I can think of I guess four options:
- Broaden the definition of the "critical path" somehow. We could just
write in that it includes FreeIPA functionality, I guess, though that seems special purpose. We could broaden it to include any functionality covered by the release criteria, which would be quite a big increase but seems like a reasonable and concise definition. Or we could write in that it includes any functionality that is exercised by the gating openQA tests, though that seems a bit arbitrary - there's no particularly great organizing principle to the openQA tests we choose to run on updates, if I'm honest, it's a sort of grab bag I came up with.
I think this one is best... perhaps we could add something like 'and such package groups as working groups decide are critical to their edition' ?
kevin
From my perspective, anything that blocks the release is on the critical path.

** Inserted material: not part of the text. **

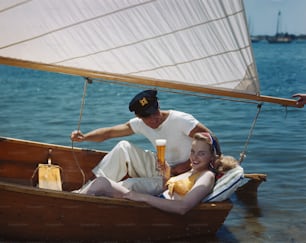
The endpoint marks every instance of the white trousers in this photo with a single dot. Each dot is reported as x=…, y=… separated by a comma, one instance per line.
x=140, y=165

So any time there's a violation of the release criteria and the package is not on the critical path definition, that's a bug in the definition.
I recognize that this is a somewhat naïve view. For one, it may broaden the definition beyond the current capacity of our test infrastructure. It also may broaden the definition beyond what maintainers are willing to put up with. These are both legitimate problems. But the closer we can get to this ideal state, the better.
For anyone who is curious, I just searched for all accepted blockers in the "Fedora" product in Bugzilla. 327 components have been a blocker at least once. Some of those may no longer be blocking and others will be added over time as our criteria change. The full list with counts is at https://bcotton.fedorapeople.org/release-blocking-components.csv if you're interested.
On Tue, 2022-08-30 at 09:14 -0400, Ben Cotton wrote:
From my perspective, anything that blocks the release is on the critical path. So any time there's a violation of the release criteria and the package is not on the critical path definition, that's a bug in the definition.
I recognize that this is a somewhat naïve view. For one, it may broaden the definition beyond the current capacity of our test infrastructure. It also may broaden the definition beyond what maintainers are willing to put up with. These are both legitimate problems. But the closer we can get to this ideal state, the better.
For anyone who is curious, I just searched for all accepted blockers in the "Fedora" product in Bugzilla. 327 components have been a blocker at least once. Some of those may no longer be blocking and others will be added over time as our criteria change. The full list with counts is at https://bcotton.fedorapeople.org/release-blocking-components.csv if you're interested.
Honestly, something along these lines would be my preference too, I just don't know if others would agree/support changing the critical path definition to "all release-blocking functionality" rather than "functionality needed to boot a basically-functional system".
Thanks for the data! I will see if I can diff it against the current critpath definition; that would be interesting.